Repetindo Euclides da Cunha, Machado de Assis é, antes de
tudo, um forte. Suportou a indiferença de boa parte dos leitores de sua época.
Resistiu estoicamente à má-vontade de alguns críticos obtusos que o consideram “inferior
a Aluísio de Azevedo”. Ignorou a “homenagem” corrosiva e oportunista que lhe
prestou Sarney, quando presidente, ao imprimir sua efígie numa cédula de que
ninguém se lembra mais. Resistirá à investida dos que querem torná-lo
palatável? Só o tempo dirá.
Entenda
a natureza do projeto em curso: uma escritora denominada Patrícia Secco (alguém
já leu alguma obra dela?) resolveu “simplificar” a obra de Machado de Assis para,digamos,
torná-lo mais palatável ao gosto dos jovens. Deu na Folha: "Entendo por que os jovens
não gostam de Machado de Assis", diz a escritora Patrícia Secco. "Os
livros dele têm cinco ou seis palavras que não entendem por frase. As
construções são muito longas. Eu simplifico isso." Ela simplifica mesmo:
Patrícia lançará em junho uma versão de "O Alienista", obra de
Machado lançada em 1882, em que as frases estão mais diretas e palavras são
trocadas por sinônimos mais comuns (um "sagacidade" virou
"esperteza", por exemplo".
A
coisa não para por aí: a tal escritora está realizando o projeto com o aval do
MINC por meio das leis de incentivo à cultura. A iniciativa era bem mais
ambiciosa: contemplava Aluísio de Azevedo, Manuel Antônio de Almeida, José de
Alencar, etc. Candidamente, a escritora afirma: "Montei um plano com um
título de cada autor clássico para a gente tentar fazer uma versão”.
Durante
muito tempo, eu me perguntei: estaria em
curso um projeto de emburrecimento dos jovens ou seria apenas uma espécie de
leseira geral? Hoje, não tenho dúvidas: o projeto existe e tem o aval das
autoridades competentes. Vejam bem: não bastasse a investida dos meios de
comunicação de massa (notadamente rádio e TV), que privilegiam o vulgar, o grosseiro, a violência, chegou a vez de a
escola privilegiar o rasteiro por meio de obras literárias. Uma escola que
nivela por baixo deseduca e compromete a formação do educando.
Essa
ideia de “atualizar” autores não é nova. Na década de 1960, a revista Seleções trazia versões “condensadas” de
clássicos da literatura americana. Pode-se argumentar que, no caso, havia um forte componente ideológico por trás da
investida. Para os americanos, o que importava era popularizar os escritores de
lá. Nossos “irmãos do norte” não brincam em serviço.
“Simplificar”
obras de autores estrangeiros é discutível, mas explicável, uma vez que as
traduções, com honrosas exceções, já descaracterizam o estilo dos autores. Mas
verter para o “vulgarês” textos de brasileiros é crime de lesa-autoria.
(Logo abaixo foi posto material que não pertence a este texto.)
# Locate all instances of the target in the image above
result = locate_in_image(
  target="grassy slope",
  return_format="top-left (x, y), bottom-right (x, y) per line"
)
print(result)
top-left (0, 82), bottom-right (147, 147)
Se “o estilo é o homem”, como queria Buffon, Machado só é Machado de Assis
pelas peculiaridades da sua escrita. O velho Bruxo do Cosme Velho nunca
foi um contador de histórias, e sim, um
construtor de linguagens. O papel da escola deveria ser estimular o aluno a mergulhar
no universo machadiano para, entre outras coisas, enriquecer o vocabulário.
Não
quero ser pessimista – minha história de vida não me permite sê-lo – mas
confesso desencantado: estamos perdendo
a batalha para a burrice galopante que assola o país. Vôte!